Ekonomi akan tumbuh dengan baik jika berbentuk sirkular dan bukan linear, terdesentralisasi dan bukan desentralisasi, diversifikasi tanaman dan bukan monokultur.

“Begitu juga soal transisi energi, spirit melakukan transisi energi adalah hal yang patut dihargai.”

“Namun, kebijakan yang diambil masih berkutat pada aspek BBN (bahan bakar nabati) yang bahan bakunya didominasi kelapa sawit, yang berisiko mendorong deforestasi.”

“Transisi energi juga semata berfokus pada narasi penjualan kendaraan listrik tanpa memandang sumber tenaga listrik.”

“Persoalan mendasar transisi energi, yakni penutupan PLTU (pembangkit listrik tenaga uap) dan penghentian penambangan batu bara, masih sangat lambat implementasinya.”

“Padahal, pembukaan lahan untuk BBN maupun penjualan kendaraan listrik dengan tetap mempertahankan PLTU sama sekali tak memecahkan persoalan.”

“Kebijakan ini hanya seperti memindahkan luka dari satu bagian ke bagian lain,” tutur Nadia.

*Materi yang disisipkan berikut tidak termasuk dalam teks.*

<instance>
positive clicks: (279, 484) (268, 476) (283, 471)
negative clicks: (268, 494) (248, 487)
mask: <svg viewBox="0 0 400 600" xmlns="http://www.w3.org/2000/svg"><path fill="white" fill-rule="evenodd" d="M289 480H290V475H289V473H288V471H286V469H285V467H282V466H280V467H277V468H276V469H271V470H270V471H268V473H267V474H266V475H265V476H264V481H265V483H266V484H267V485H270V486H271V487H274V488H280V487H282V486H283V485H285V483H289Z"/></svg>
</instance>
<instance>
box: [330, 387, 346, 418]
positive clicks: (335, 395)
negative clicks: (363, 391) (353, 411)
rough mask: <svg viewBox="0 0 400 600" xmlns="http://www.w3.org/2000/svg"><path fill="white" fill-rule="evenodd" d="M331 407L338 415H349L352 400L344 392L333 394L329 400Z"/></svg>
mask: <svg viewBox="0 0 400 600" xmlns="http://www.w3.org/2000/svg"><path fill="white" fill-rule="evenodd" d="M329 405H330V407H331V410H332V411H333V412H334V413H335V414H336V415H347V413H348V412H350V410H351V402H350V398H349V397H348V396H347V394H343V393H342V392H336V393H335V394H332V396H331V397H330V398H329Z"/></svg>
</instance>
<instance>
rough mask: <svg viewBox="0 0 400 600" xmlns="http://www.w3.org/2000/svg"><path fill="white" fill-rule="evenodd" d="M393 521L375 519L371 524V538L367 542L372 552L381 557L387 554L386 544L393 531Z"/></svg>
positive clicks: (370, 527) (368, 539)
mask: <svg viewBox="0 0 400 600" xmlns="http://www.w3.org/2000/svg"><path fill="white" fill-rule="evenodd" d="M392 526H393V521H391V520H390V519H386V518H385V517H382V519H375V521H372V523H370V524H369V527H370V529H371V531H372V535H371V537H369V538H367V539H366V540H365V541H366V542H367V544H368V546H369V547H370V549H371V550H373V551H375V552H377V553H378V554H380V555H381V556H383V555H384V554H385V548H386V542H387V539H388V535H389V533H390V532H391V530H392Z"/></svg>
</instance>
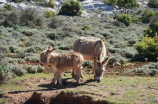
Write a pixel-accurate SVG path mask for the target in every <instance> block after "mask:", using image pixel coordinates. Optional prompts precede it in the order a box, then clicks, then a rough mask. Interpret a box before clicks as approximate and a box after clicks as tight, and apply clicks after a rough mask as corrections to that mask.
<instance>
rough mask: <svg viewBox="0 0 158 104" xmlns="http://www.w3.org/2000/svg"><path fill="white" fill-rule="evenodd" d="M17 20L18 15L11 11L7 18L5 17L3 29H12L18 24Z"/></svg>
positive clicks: (7, 16) (19, 17) (16, 13)
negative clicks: (9, 27) (5, 28)
mask: <svg viewBox="0 0 158 104" xmlns="http://www.w3.org/2000/svg"><path fill="white" fill-rule="evenodd" d="M19 19H20V17H19V13H18V12H16V11H13V12H11V13H10V14H9V15H8V16H6V19H5V22H4V23H3V25H4V26H5V27H13V26H14V25H16V24H19V23H20V21H19Z"/></svg>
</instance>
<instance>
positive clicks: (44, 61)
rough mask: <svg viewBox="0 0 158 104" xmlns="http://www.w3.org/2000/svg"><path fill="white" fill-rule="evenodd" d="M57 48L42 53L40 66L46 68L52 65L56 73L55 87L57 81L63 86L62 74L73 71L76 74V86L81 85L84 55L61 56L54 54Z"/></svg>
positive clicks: (71, 53)
mask: <svg viewBox="0 0 158 104" xmlns="http://www.w3.org/2000/svg"><path fill="white" fill-rule="evenodd" d="M54 50H55V48H53V49H50V47H48V49H46V50H44V51H42V52H41V53H40V65H42V66H46V65H50V66H51V67H52V69H53V73H54V83H53V84H54V85H56V84H57V80H58V81H59V85H60V86H61V85H62V72H64V71H67V70H71V69H73V71H75V72H76V75H75V77H76V84H79V80H80V76H81V69H82V63H83V61H84V58H83V56H82V54H80V53H78V52H72V53H65V54H59V53H56V52H53V51H54Z"/></svg>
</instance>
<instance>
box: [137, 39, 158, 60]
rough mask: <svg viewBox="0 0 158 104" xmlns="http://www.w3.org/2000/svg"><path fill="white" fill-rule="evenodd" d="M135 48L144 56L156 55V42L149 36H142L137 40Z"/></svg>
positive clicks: (157, 46) (156, 52)
mask: <svg viewBox="0 0 158 104" xmlns="http://www.w3.org/2000/svg"><path fill="white" fill-rule="evenodd" d="M135 48H136V50H137V51H138V52H139V53H140V54H141V55H143V56H144V57H146V58H153V59H155V58H157V57H158V53H157V51H158V43H157V42H155V41H154V39H153V38H151V37H143V38H142V40H141V41H140V42H137V44H136V46H135Z"/></svg>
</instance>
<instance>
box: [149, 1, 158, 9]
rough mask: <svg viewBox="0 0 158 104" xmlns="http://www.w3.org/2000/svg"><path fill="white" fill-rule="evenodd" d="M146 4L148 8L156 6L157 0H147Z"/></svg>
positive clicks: (157, 4)
mask: <svg viewBox="0 0 158 104" xmlns="http://www.w3.org/2000/svg"><path fill="white" fill-rule="evenodd" d="M147 5H148V7H150V8H158V1H157V0H149V2H148V4H147Z"/></svg>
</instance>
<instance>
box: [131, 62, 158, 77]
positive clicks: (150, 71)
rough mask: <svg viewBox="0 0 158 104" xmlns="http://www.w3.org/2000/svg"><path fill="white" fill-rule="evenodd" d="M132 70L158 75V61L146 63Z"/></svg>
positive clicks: (144, 72) (132, 70)
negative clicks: (143, 64) (149, 63)
mask: <svg viewBox="0 0 158 104" xmlns="http://www.w3.org/2000/svg"><path fill="white" fill-rule="evenodd" d="M132 72H134V73H138V74H141V75H150V76H156V75H158V63H151V64H149V65H144V66H143V67H140V68H136V69H133V70H132Z"/></svg>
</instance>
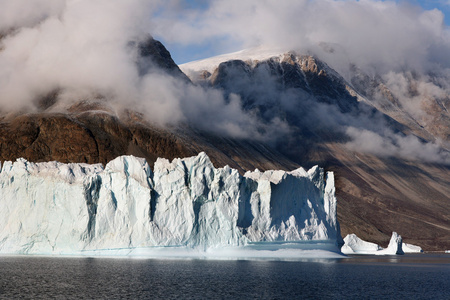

Sementara Puspa Dewi, Kepala Divisi Kampanye WALHI, menilai pidato Presiden Jokowi membanggakan capaian pencapaian pertumbuhan ekonomi nasional melalui Proyek Strategis Nasional (PSN) dan program-program unggulan.

Namun pencapaian-pencapaian ini menimbulkan pertanyaan seberapa jauh PSN sejalan dengan agenda mitigasi dan adaptasi perubahan iklim.

“Tidak ada evaluasi bagaimana PSN memiliki peta jalan spesifik tentang penurunan emisi dan bagaimana PSN menaikkan atau menurunkan kapasitas adaptasi wilayah, bahkan beberapa PSN justru menambah ancaman krisis iklim,” kata Dewi seraya menunjukkan bahwa aksi mitigasi dan adaptasi perubahan iklim masih bersifat terpisah.

Berbagai indikator pembangunan tidak memasukkan indikator penurunan emisi dan kemampuan adaptif.

Aksi mitigasi terutama di sektor energi dan FOLU (forest and other land use) juga belum memiliki skema dan menjamin transisi dan resiliensi berkeadilan.

“Terbukti dengan terjadinya trade off bahkan pengorbanan lingkungan dan warga di berbagai tempat demi mencapai tujuan mitigasi, misalnya dalam hilirisasi nikel untuk mendukung elektrifikasi.”

“Kerusakan lingkungan, konflik sosial, hingga bencana ekologis menjadi bagian inheren dari tindakan mitigasi dan adaptasi perubahan iklim saat ini,” kata Dewi.